If there is one area where women get a better deal, it could be in osteoporosis treatment. An Australian researcher says that while there have been significant advances in the treatment and prevention of fractures from osteoporosis in Australian women, the same is not true of men.
"Our findings using the Geelong Osteoporosis Study data reveal that only one quarter of men who are eligible for osteoporosis treatment after a bone fracture actually commence treatment," said PhD candidate Renée Otmar, who is working in the Epidemiology and Biostatistics Unit at Geelong Hospital, a partnership between Barwon Health and Deakin University's School of Medicine.
"Essentially osteoporosis continues to be under-diagnosed and under-treated, particularly in men.
"A total of 109 men who had sustained a bone fracture between July 2006 and December 2007 were identified from hospital X-Ray reports.

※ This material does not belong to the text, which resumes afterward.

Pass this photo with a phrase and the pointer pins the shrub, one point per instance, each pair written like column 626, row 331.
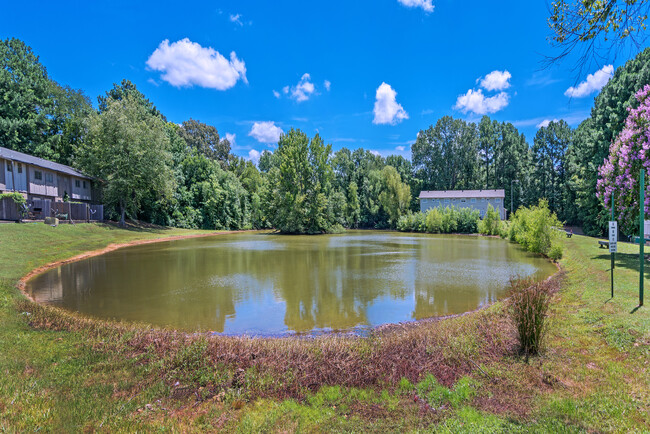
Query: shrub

"The men themselves were not aware they had osteoporosis, even if they had visited their GP recently.
"As part of our survey, we sent a questionnaire to the eligible participants approximately 12 months after the discovery of their fracture asking about medications prescribed for osteoporosis/fracture/low bone mass' before and after their fracture."
Among men aged 50 years and older who had sustained a fracture, 76 per cent remained untreated.
"What this is really telling us is that we still need more research into osteoporosis, but particularly in men," Ms Otmar said.
"We also need to encourage GPs to think about osteoporosis when patients come to them with fragility fractures.
"The more awareness there is about osteoporosis the better and, of course, the greater opportunities for prevention," she said
"People need to have a healthy and active lifestyle to reduce the potential for osteoporosis.
"They need adequate calcium in their diet and Vitamin D, mainly from the sun.
"Exercise, particularly weight-bearing exercise, is also recommended."